Iterating Through List by 3's

Question

a = [3,5,8,3,9,5,0,3,2,7,5,4]
for o in a[::3]:
    print o

This gets me the first and every 3 item. 3,3,0,7

is there a way i can retrieve the next two items as well?

a = [3,5,8,3,9,5,0,3,2,7,5,4]
for o in a[::3]:
  if o == 0:
    print o
    print o + 1
    print o + 2

output 0 3 2

I know that's not correct but maybe you can see what I'm trying to do.
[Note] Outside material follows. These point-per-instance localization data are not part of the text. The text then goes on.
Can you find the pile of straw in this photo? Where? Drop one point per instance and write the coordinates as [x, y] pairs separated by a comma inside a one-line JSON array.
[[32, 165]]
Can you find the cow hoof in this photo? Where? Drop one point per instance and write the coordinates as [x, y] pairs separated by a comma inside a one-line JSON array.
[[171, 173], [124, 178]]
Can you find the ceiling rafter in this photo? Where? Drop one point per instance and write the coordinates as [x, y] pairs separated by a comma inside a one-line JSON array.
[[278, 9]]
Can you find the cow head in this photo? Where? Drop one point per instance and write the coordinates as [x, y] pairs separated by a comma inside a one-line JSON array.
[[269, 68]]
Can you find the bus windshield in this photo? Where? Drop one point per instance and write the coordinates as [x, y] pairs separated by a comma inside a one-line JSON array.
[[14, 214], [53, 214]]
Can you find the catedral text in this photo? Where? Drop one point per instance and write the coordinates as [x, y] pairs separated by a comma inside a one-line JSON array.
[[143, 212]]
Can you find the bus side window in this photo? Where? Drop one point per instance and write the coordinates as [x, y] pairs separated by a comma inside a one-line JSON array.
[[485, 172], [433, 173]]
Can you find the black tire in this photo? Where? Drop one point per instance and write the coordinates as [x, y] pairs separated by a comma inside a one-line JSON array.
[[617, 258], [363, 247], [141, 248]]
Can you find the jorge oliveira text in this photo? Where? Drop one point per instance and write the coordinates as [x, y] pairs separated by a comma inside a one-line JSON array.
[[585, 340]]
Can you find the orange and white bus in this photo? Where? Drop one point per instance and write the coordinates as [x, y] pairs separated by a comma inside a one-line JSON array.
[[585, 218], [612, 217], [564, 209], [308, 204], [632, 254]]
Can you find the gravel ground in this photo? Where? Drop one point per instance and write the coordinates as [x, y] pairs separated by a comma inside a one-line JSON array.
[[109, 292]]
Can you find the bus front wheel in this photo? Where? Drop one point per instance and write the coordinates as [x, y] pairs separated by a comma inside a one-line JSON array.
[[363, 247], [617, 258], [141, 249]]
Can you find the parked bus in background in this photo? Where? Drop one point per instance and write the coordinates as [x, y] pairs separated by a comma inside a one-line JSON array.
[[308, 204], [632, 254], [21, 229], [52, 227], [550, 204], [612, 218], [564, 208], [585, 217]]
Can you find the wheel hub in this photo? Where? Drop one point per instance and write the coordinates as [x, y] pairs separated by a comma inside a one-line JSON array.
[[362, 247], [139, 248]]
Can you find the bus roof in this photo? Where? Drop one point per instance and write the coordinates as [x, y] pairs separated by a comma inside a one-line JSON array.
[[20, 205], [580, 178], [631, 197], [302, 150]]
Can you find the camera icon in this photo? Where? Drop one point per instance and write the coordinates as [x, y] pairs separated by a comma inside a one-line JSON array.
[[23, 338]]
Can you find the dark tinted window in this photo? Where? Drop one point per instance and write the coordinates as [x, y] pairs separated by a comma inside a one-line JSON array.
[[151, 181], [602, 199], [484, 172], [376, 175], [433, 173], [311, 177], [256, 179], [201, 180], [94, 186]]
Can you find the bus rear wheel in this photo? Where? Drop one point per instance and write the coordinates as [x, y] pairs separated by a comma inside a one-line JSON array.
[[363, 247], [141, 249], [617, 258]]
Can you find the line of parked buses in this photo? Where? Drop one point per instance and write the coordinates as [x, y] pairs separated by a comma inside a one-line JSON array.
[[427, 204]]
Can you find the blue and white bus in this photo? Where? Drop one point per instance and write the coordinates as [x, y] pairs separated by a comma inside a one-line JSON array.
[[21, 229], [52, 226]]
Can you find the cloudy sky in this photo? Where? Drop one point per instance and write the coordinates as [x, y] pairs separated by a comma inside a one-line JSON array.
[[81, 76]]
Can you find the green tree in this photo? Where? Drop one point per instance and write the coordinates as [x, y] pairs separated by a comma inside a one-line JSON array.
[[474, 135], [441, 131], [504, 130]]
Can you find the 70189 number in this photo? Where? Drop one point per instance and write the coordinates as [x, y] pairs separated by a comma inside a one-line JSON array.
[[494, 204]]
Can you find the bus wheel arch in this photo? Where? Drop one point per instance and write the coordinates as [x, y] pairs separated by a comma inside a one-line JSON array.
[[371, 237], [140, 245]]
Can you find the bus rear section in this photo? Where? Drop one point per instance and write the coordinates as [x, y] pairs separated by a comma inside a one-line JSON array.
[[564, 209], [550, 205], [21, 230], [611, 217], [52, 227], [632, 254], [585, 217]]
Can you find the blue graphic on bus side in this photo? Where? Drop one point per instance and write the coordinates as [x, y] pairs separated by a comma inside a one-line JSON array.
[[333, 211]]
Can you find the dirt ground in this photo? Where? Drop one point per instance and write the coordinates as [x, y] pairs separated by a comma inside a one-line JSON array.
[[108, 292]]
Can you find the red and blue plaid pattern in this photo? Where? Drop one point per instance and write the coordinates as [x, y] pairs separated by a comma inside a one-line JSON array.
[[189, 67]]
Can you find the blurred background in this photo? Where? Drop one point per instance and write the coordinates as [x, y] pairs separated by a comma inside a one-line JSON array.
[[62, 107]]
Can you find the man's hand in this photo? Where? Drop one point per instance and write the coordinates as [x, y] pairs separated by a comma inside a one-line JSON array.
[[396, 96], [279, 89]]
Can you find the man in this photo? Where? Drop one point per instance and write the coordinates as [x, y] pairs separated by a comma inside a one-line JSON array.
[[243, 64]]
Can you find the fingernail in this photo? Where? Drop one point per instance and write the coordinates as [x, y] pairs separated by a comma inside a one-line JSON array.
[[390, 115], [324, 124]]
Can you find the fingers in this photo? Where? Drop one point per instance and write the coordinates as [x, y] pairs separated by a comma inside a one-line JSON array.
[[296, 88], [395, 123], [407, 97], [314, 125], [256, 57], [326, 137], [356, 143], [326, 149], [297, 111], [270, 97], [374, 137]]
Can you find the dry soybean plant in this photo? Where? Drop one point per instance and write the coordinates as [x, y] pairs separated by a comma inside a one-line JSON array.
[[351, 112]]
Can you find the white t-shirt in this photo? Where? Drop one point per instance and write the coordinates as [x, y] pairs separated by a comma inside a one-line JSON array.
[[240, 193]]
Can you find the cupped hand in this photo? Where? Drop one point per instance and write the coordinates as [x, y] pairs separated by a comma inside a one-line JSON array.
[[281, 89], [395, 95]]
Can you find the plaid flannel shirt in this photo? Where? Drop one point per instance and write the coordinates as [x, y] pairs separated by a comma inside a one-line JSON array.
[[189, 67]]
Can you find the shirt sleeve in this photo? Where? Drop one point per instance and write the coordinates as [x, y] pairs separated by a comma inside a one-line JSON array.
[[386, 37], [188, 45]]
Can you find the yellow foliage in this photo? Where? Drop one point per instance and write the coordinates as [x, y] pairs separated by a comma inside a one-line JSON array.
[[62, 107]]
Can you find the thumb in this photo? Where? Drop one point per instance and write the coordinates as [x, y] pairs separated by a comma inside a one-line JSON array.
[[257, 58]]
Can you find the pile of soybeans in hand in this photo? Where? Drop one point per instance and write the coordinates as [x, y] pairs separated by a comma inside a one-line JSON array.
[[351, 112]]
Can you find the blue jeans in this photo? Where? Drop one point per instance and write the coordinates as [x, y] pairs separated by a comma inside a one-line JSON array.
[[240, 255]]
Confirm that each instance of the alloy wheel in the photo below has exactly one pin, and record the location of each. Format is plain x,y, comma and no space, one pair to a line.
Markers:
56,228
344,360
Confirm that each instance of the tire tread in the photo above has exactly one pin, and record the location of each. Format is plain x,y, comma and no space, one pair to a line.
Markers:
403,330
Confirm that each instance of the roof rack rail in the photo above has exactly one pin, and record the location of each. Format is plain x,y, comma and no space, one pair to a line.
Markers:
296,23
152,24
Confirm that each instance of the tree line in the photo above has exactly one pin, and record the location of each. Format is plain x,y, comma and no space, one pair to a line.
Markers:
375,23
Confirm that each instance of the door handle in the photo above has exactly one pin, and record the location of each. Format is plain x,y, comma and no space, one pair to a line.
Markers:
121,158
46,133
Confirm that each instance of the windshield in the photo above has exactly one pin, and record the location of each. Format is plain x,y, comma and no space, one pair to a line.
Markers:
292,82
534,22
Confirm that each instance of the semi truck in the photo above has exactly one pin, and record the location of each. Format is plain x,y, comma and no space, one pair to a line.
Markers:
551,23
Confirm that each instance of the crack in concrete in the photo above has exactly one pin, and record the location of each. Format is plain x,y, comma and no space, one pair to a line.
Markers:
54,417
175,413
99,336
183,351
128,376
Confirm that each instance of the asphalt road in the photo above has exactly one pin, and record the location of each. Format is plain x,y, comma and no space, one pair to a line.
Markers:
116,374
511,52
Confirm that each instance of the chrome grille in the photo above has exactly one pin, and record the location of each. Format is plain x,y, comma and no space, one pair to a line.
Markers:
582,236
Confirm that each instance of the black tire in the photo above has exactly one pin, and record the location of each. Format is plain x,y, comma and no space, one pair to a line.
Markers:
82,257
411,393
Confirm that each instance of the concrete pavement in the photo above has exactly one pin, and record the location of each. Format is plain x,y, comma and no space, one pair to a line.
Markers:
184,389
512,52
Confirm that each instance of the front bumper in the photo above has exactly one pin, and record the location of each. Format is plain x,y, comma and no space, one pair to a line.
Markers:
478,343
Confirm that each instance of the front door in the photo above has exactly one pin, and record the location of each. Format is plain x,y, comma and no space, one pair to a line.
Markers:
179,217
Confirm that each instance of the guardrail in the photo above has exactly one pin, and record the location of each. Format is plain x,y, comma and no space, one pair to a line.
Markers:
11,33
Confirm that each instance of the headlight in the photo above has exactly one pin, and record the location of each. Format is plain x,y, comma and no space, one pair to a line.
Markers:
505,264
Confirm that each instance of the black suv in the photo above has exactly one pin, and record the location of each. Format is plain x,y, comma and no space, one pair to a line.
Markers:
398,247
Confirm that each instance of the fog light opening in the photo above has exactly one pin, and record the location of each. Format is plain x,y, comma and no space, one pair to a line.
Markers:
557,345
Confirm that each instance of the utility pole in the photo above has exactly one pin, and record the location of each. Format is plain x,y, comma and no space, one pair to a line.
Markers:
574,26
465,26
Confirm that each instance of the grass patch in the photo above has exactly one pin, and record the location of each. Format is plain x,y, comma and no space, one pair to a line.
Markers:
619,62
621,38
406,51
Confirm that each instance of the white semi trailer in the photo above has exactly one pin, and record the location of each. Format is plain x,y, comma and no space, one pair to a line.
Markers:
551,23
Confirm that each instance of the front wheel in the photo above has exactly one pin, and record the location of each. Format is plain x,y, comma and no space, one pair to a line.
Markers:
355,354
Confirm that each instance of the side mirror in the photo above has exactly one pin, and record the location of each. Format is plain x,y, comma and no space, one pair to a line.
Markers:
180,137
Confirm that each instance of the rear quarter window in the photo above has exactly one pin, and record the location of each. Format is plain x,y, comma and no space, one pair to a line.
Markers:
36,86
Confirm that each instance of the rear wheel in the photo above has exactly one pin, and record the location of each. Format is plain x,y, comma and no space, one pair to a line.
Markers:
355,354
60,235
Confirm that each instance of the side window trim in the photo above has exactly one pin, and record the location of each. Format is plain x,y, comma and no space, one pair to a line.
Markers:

Basically, I have a long list of properties and there are three parts to each property, parent_id, property_type and property_value and I need to retrieve all three parts of the property from the list.

Answer 1

You can do this using the "grouper" recipe from the itertools documentation:

def grouper(n, iterable, fillvalue=None):
    "grouper(3, 'ABCDEFG', 'x') --> ABC DEF Gxx"
    args = [iter(iterable)] * n
    return izip_longest(fillvalue=fillvalue, *args)

Example:

>>> a = [3, 5, 8, 3, 9, 5, 0, 3, 2, 7, 5, 4]
>>>  list(grouper(3, a))
[(3, 5, 8), (3, 9, 5), (0, 3, 2), (7, 5, 4)]

Answer 2

Try this:

array = [3,5,8,3,9,5,0,3,2,7,5,4]
for i in xrange(0, len(array), 3):
    a, b, c = array[i:i+3] # partition the array in groups of 3 elements
    print a, b, c

It works because (as stated in the question) there are exactly three parts to each property.